Concerning the layout, yes, I meant to put in the appropriate --row and --col arguments but forgot and then ran into the other problem first. So now, with the input corrected and the appropriate arguments given, the script now ran successfully.

However, the results where not as clear as I had hoped. Just judging from my coverage table, I can see rather obvious contaminations (e.g. coverage <1000x in one sample, but only >70x in other samples with different expected taxonomic affiliation but sharing one of the index primers). The script however reports that "acceptable spread" has been detected and that there is "nothing to do". Reducing the "acceptable-spread" to <= 0.01 then prompts correction, but the adjustments often seem minimal (reducing the corrected coverage of a highly likely contaminant from 18x to 11x or from 42x to 32x). However in my case i need a "yes" or "no" classification of potential contaminants, as they have to be absolutely removed from each dataset (reduced observed coverage of contaminating contigs will hardly affect the genome analyses). Playing around with the "--h" and "--t" parameters does not seem to change the results.

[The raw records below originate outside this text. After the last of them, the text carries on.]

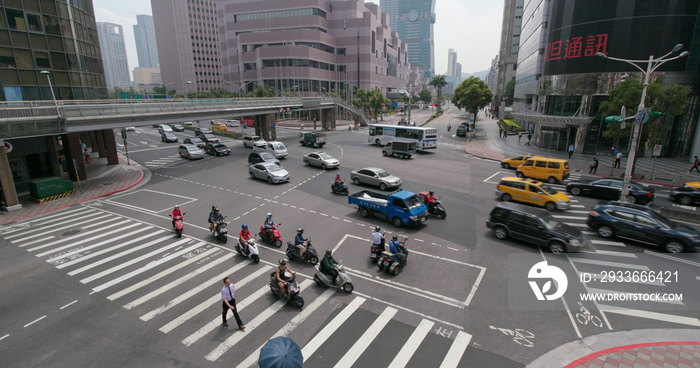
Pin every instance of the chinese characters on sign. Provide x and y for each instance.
(577, 47)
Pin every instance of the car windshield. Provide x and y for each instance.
(549, 221)
(382, 173)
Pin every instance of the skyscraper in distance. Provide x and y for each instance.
(113, 51)
(145, 36)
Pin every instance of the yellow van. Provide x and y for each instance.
(552, 170)
(219, 126)
(532, 192)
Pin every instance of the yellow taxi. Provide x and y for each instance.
(532, 192)
(514, 162)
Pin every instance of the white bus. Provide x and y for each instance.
(381, 134)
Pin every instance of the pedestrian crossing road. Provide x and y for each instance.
(172, 285)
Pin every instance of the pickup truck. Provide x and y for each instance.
(403, 149)
(401, 207)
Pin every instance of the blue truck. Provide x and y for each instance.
(401, 207)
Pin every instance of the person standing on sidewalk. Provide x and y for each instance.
(228, 302)
(618, 159)
(696, 163)
(594, 167)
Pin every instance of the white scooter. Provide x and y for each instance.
(343, 280)
(252, 250)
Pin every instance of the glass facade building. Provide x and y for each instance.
(49, 35)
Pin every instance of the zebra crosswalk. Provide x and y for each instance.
(172, 285)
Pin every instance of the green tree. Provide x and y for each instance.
(438, 82)
(425, 96)
(472, 95)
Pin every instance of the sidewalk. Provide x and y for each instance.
(642, 348)
(487, 144)
(103, 180)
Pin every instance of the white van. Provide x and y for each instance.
(278, 149)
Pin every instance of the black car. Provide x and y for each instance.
(534, 226)
(200, 131)
(610, 188)
(217, 149)
(640, 223)
(209, 138)
(687, 193)
(168, 137)
(196, 141)
(256, 157)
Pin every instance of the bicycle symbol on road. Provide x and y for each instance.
(584, 316)
(519, 335)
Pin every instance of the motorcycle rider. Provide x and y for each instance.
(243, 238)
(329, 265)
(280, 275)
(397, 249)
(176, 212)
(268, 224)
(300, 242)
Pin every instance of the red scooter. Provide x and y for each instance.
(276, 239)
(178, 225)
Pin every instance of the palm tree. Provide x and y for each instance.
(438, 82)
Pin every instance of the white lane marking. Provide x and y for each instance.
(454, 355)
(366, 339)
(216, 322)
(34, 321)
(323, 335)
(411, 345)
(250, 326)
(107, 250)
(290, 326)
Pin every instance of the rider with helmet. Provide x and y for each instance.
(243, 238)
(301, 242)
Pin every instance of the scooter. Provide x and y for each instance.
(310, 255)
(221, 232)
(343, 281)
(343, 188)
(252, 250)
(178, 225)
(437, 209)
(291, 287)
(276, 238)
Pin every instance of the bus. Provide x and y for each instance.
(381, 134)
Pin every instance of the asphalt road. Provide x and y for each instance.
(106, 283)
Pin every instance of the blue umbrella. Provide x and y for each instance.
(280, 352)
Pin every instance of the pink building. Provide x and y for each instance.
(309, 46)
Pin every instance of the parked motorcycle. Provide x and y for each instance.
(221, 232)
(291, 287)
(343, 281)
(276, 239)
(343, 189)
(252, 250)
(310, 255)
(178, 225)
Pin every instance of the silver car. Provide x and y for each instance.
(321, 159)
(190, 151)
(375, 176)
(269, 171)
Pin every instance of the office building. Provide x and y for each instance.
(188, 44)
(145, 37)
(114, 55)
(309, 47)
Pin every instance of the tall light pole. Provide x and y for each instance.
(652, 65)
(46, 72)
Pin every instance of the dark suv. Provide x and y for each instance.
(534, 226)
(642, 224)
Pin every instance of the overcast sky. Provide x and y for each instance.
(471, 27)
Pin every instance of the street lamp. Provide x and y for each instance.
(652, 65)
(46, 72)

My guess ist that my current workflow (contig-clustering and use of average-per-base-coverage as input values) or perhaps generally the correction of (de Novo) single cell genome assembly data is not quite suitable for use with this script (yet)?

[AntonJMLarsson]

If you think the rate of spreading is a particular value you can try to manually set the variable on line 125 (or 176-179) if the estimation method in the script does not work to your satisfaction. I will think about adding an additional parameter so one can do this from the command line.